Pınar Selek ilk romanı ‘Yolgeçen Hanı’ için İstanbul’a geldi. Yazar, son dönemde yaşadıkları için "Bu ben değilim, o izlediğiniz filmdeki rol ben değilim; bazen mücadeleci, bazen mağdur olan o rol ben değilim. Gündemim yalnızca Mısır Çarşısı değil, o davayla uğraşmak dışında da yaptığım şeyler var…" diyor

Pınar Selek ilk defa bir roman yazdı ve ‘Yolgeçen Hanı’ adını verdiği kitabından bahsetmek için küçük bir grup gazeteciyle İstanbul’da bir araya geldi. Biraz yorgun ve kendi deyişiyle ‘büyülenmiş’ haldeydi, İstanbul’a geldiğinden beri sevdikleriyle buluşup özlediği ve romanındaki olayların da geçtiği semtleri dolaşmaktan, yapmayı istediği şeylerin düşüncelerinden yorgun düşmüştü. ‘Yolgeçen Hanı’ romanını uzun zamandır kafasında oluşturduğunu anlatıyor. “Yurtdışında kendimi çalışmaya vermiş halde yaşıyorum. Sonra bu roman birden hayatımın merkezine oturdu. Ben hayatıma hiçbir zaman kıskanç bir sevgili almadım, ‘Yolgeçen Hanı’ ise kıskanç bir sevgili olarak hayatıma girdi. Doktora, proje sorumluluklarıyla uğraşırken başıma gelen adli olaydan ötürü çok ciddi acı çekiyorum, hayatımdaki en önemli mesele bu oldu sonuçta,” diyor.

İki senede yazdı

“Kitabın yazılması son iki seneye yayıldı. Yargıtay kararından sonra yaşadığım, benim için en ağır dönemlerden biriydi bu. Müthiş bir yorgunluk ve psikolojik sıkıntılar…” Roman yazmak bu süreçte onu kurtaran bir rol oynamış. 12 Eylül’ün ardında başlayan ve 20 yıla yayılan romanın kahramanları (devrimci Elif, müzisyen Hasan, annesiyle yaşadığı evden uzaklaşan Sema, ailesine bakmaya çalışan Salih ve daha pek çokları) için “canlı, yaşayan karakterler olarak hayatıma girdiler,” diyor. “Onlarla olmak çok yoğun bir süreçti. Bütün gece uyumuyordum. Sonra kitabın sonunda ‘galiba bitti‘ dedim. İletişim’e gönderdim. Onlar da ‘yayımlayalım’ dediler. Epey çalıştık üzerinde, kitabı ise ancak buraya geldiğimde elime alabildim.” ‘Yolgeçen Hanı’nı “Farklı arayışların kesişmesinin hikâyesi” olarak tanımlıyor. 1971 yılında doğan Selek, daha çok kendi kuşağını, aile üyelerini ve sevdiklerini, 12 Eylül’de devlet şiddetiyle karşılaşanların öykülerini anlatıyor.

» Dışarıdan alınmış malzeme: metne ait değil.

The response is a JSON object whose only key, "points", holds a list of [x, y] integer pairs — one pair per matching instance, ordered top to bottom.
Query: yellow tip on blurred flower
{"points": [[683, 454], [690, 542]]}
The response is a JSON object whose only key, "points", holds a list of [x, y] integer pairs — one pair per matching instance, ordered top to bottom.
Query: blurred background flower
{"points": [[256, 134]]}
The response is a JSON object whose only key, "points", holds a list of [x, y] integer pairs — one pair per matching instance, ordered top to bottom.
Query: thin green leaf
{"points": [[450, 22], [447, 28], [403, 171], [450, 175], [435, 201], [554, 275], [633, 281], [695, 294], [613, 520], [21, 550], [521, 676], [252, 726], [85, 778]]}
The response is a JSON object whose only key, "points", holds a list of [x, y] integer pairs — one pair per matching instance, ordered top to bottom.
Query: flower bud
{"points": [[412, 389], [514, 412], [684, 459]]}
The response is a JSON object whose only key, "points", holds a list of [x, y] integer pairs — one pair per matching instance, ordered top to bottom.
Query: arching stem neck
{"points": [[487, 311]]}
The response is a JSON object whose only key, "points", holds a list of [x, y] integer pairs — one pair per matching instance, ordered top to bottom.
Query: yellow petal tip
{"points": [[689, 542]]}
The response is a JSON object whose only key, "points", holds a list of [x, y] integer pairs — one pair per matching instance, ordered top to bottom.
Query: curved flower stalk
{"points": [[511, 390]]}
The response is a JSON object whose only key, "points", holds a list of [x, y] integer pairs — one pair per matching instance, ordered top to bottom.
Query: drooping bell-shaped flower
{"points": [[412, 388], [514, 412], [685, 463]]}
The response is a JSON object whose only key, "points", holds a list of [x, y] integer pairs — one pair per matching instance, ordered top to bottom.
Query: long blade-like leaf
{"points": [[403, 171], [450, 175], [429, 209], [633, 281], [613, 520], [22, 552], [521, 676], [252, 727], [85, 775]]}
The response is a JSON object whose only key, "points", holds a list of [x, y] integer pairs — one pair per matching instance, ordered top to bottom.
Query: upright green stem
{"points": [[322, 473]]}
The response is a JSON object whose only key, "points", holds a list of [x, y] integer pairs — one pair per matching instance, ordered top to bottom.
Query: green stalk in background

Yıllardır süren baskının üzerinde oluşturduğu gerginlik belirgin. “Sonuçta yaşadığım şey çok olağanüstü. Nasıl direnmeye devam ediyorum bilmiyorum. Kitabından dolayı yargılanırsın, hapse girersin, bu böyle bir şey değil. Katliam. Bununla baş etmek ailem için de benim için de çok zor. Muhalif biriyim sonuçta. Ama sürekli bir suçsuzluk ispatı durumundayım. Ve bu çok zor bir şey. O kaygıyla hareket etmemeye çalışıyorum. Ömürboyu ağırlaştırılmış hapisle yargılanıyorum ve suçlamalar da az buz değil. Sadece Mısır Çarşısı değil. Ben hapisteyken bir taksici öldürülüyor, diyorlar ki Pınar Selek bize cezaevinden talimat gönderdi… Böyle bir sürü ıvır zıvır şey, öylesine terörize ettiler ki. Ben hukuki mücadelenin biraz dışında kalıp kendi patikamda devam etmeye çalıştım, hâlâ da çalışıyorum. Umarım bu işkence biter artık.”

Pis bir bilimkurgu gibi

Fiziksel ve ağır bir işkence yaşayan Pınar Selek, görüştüğü psikologdan güçlü bir aile temeli olduğu için bu travmalara karşın ayakta kalabildiğini öğrenmiş. “Epey ciddi bir raporum var. Sonuçta bu davadan uzak durmak istiyorum. Bu pis bilimkurgu filminin içinde olmamak için de üretiyorum. Aslında davayla ilgili konuşmak da istemiyorum, konuşmak Çin işkencesi gibi.” Ve 1998 yılından bu yana devam eden süreci acı biçimde ifade eden şu sözleri söylüyor: “Bu ben değilim, o izlediğiniz filmdeki rol ben değilim; bazen mücadeleci, bazen mağdur olan o rol ben değilim. Gündemim yalnızca Mısır Çarşısı değil, o davanın etkileriyle uğraşmak dışında da yaptığım şeyler var. Başka gündemleri olan bir insanım ve hep bu davanın gündeme gelmesi sıkıcı oluyor, sıkıcıdan da öte bir şey…”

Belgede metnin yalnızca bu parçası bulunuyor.